Perhaps unsurprisingly given Gal’s tech background, and Tel Aviv’s vibrant entrepreneurial culture, the M&H distillery feels a little like a tech start up, unique from other distilleries I’ve visited around the world. Their new make and the various cask experiments they’ve tried could be the equivalent of the tech scene’s MVP (minimal viable product) as they iterate to tweak their approach to whisky making and house style. They are careful with their spend and agile with their attention and ideas, enabling them to pivot quickly if something isn’t working. M&H’s CEO Eitan Attir points out flexibility is therefore something they look for in all the staff they hire. This agility is perhaps the antithesis of what we’ve come to expect from the traditional time mannered, structured approach to whisky making, which gives M&H an advantage over some other distilleries.

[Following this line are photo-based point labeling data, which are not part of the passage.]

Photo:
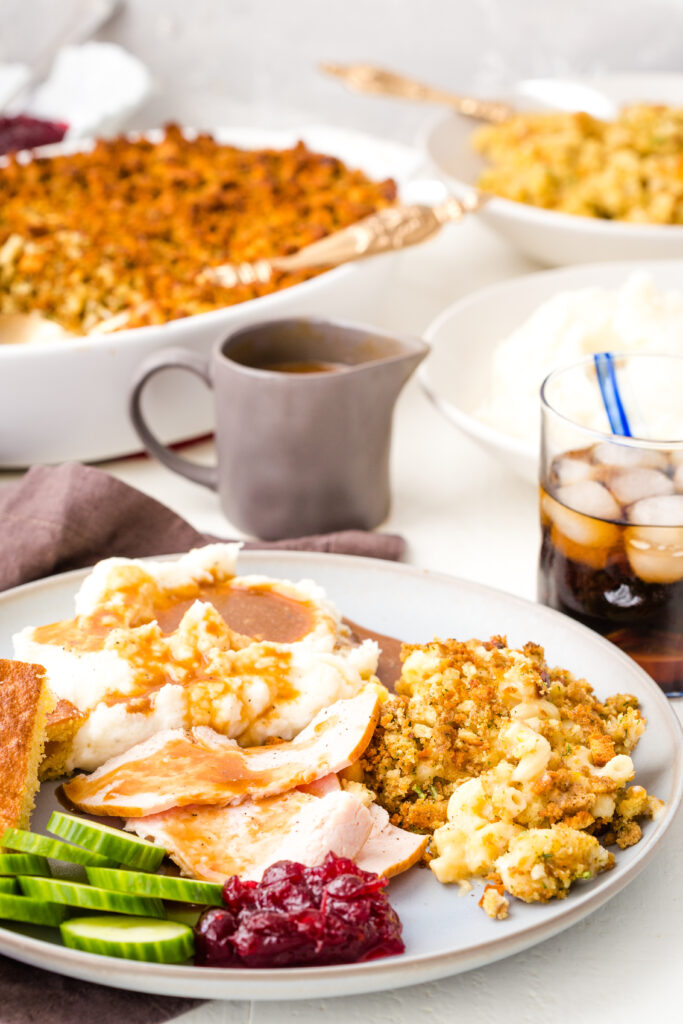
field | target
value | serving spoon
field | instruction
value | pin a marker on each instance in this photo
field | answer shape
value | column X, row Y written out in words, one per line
column 552, row 94
column 368, row 78
column 387, row 230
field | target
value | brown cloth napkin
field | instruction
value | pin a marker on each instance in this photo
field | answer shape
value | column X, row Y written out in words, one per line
column 29, row 995
column 65, row 517
column 62, row 517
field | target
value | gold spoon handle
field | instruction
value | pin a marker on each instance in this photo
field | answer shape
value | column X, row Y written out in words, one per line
column 368, row 78
column 392, row 228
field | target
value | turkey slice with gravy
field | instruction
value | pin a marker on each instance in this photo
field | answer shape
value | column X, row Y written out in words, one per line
column 213, row 843
column 305, row 824
column 178, row 767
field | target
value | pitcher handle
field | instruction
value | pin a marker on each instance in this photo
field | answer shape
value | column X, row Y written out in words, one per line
column 182, row 358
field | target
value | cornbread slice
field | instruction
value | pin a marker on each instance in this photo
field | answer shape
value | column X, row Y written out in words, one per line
column 62, row 724
column 25, row 704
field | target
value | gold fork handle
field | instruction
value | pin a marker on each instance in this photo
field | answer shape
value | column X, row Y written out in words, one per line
column 391, row 228
column 368, row 78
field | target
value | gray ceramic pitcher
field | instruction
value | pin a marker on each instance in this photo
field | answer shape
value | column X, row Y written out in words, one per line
column 303, row 423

Both Eitan, Tomer and Gal share the mindset of not taking no for an answer, with Gal stating “we can do anything, but just don’t know how yet.” This is demonstrated by their approach to enhancing even the simplest of operations. For example, Tomer needed a way of easily monitoring the volume of spirit in each cask, so Gal invented a sonar-based device he intends to fit into each cask bung.

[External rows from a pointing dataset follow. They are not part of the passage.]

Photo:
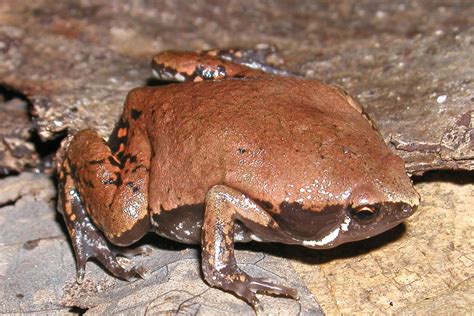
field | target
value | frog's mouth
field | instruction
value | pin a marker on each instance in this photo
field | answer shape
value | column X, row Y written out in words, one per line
column 357, row 226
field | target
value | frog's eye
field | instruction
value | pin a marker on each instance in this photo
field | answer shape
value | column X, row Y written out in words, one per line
column 364, row 214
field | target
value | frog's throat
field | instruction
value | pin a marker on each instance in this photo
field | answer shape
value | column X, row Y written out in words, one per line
column 330, row 237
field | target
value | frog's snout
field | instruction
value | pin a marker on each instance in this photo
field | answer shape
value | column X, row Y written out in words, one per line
column 364, row 214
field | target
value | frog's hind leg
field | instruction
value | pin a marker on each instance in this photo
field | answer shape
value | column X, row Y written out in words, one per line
column 224, row 206
column 216, row 64
column 92, row 186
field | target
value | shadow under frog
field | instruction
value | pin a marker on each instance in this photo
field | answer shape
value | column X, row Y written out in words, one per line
column 233, row 154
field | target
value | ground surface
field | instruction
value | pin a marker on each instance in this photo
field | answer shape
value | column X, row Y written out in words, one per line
column 70, row 65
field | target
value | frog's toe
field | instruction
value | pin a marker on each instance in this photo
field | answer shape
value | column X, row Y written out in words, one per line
column 247, row 287
column 262, row 285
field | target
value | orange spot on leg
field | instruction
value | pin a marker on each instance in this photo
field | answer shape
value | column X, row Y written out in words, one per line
column 122, row 132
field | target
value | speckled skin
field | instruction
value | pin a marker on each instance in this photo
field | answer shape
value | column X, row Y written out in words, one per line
column 241, row 155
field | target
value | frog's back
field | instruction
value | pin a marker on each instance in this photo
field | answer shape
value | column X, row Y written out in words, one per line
column 275, row 139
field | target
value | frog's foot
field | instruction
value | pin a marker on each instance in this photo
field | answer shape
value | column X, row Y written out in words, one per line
column 246, row 287
column 224, row 205
column 133, row 252
column 90, row 243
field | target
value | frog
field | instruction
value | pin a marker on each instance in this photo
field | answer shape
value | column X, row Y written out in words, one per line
column 232, row 150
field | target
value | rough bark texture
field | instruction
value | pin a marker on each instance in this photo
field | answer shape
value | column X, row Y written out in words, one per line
column 70, row 64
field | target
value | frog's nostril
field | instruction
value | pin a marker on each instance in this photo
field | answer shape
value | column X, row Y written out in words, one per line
column 364, row 214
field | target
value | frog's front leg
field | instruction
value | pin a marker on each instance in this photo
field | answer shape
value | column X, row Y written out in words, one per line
column 101, row 194
column 223, row 207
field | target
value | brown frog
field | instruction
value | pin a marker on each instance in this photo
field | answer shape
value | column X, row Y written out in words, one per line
column 233, row 154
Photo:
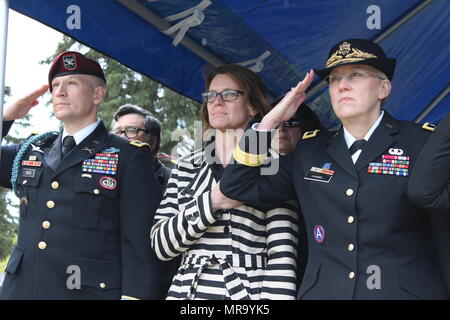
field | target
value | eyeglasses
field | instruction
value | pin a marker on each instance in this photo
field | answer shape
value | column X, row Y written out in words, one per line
column 130, row 132
column 291, row 124
column 226, row 95
column 352, row 77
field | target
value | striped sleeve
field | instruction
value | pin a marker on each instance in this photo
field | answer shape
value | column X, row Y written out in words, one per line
column 280, row 276
column 178, row 226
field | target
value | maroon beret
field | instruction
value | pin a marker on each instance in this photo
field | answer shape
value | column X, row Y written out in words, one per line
column 71, row 62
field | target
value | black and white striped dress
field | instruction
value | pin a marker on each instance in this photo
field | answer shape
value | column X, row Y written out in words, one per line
column 247, row 253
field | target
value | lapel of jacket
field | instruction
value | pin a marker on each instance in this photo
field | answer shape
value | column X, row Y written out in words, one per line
column 337, row 149
column 202, row 163
column 86, row 149
column 52, row 155
column 379, row 141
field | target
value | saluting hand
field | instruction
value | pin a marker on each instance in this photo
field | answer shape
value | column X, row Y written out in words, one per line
column 287, row 107
column 21, row 107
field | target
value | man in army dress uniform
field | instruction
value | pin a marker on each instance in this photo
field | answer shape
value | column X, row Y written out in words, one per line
column 87, row 199
column 366, row 239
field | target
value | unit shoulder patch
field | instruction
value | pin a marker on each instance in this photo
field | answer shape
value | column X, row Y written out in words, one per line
column 139, row 144
column 429, row 126
column 310, row 134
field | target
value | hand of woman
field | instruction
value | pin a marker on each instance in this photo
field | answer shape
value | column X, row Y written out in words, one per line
column 287, row 107
column 220, row 202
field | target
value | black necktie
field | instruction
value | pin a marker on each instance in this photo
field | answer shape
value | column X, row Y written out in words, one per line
column 68, row 144
column 357, row 145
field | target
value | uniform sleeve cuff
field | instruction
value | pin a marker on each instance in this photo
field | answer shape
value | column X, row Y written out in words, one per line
column 128, row 298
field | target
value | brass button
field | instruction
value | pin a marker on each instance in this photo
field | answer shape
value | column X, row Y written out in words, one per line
column 46, row 224
column 23, row 201
column 50, row 204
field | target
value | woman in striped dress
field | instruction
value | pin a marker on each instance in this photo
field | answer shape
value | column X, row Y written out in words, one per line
column 229, row 250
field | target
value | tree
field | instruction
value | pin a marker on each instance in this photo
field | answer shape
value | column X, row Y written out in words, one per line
column 8, row 223
column 175, row 112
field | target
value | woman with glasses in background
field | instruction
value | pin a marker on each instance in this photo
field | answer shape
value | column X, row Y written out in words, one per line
column 229, row 250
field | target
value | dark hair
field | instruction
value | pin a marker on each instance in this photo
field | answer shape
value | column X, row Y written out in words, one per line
column 250, row 83
column 308, row 119
column 151, row 124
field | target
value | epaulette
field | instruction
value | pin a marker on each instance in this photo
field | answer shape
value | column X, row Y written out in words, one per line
column 429, row 126
column 139, row 144
column 310, row 134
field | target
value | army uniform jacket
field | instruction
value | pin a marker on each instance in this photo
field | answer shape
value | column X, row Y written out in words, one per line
column 366, row 239
column 429, row 187
column 75, row 222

While their water source, being city based, is hard, rich in calcium and generally unsuitable for whisky making let alone cooling, no problem, they just installed a water lab for reverse osmosis before adding in the salts and minerals they desire, and use refrigerators to keep their fermentation tanks at the right temperature. Currently their barley is imported from the UK and the Czech Republic so they can better control quality, but I would imagine a local solution is not far off. No matter what resistance they meet they are able to find a way around it with ease, ingenuity and panache in the time it takes a tech company to release a new app update.
This isn’t a company driving towards an IPO or trade sale, they are in it for the long run. The team, still in their 30s, are ambitious and want to share the stage and shelf space with world renowned brands such as The Balvenie and Glenfiddich. They are already setting their sights on expansion of the distillery and operations, while we still wait for their first commercial whisky to come out.
This vision and global ambition, which they sometimes refer to as ‘the Israeli dream’, is in their DNA. In years to come we could be looking to the M&H team for what they will try next, thanking them for the likely innovation they will drive in whisky making.
Will their whisky be in the top five globally by 2030? Given the current economic climate, and competition from multiple brands fighting for our attention, it is too early to say. But with their strategic vision and agile approach, if anybody can achieve such a goal, they can.
Whisky making has always been interesting but now, as a result of distilleries like M&H who are testing perceptions of what is possible in home terroir, whisky making is exciting! L’Chaim to their Israeli dream!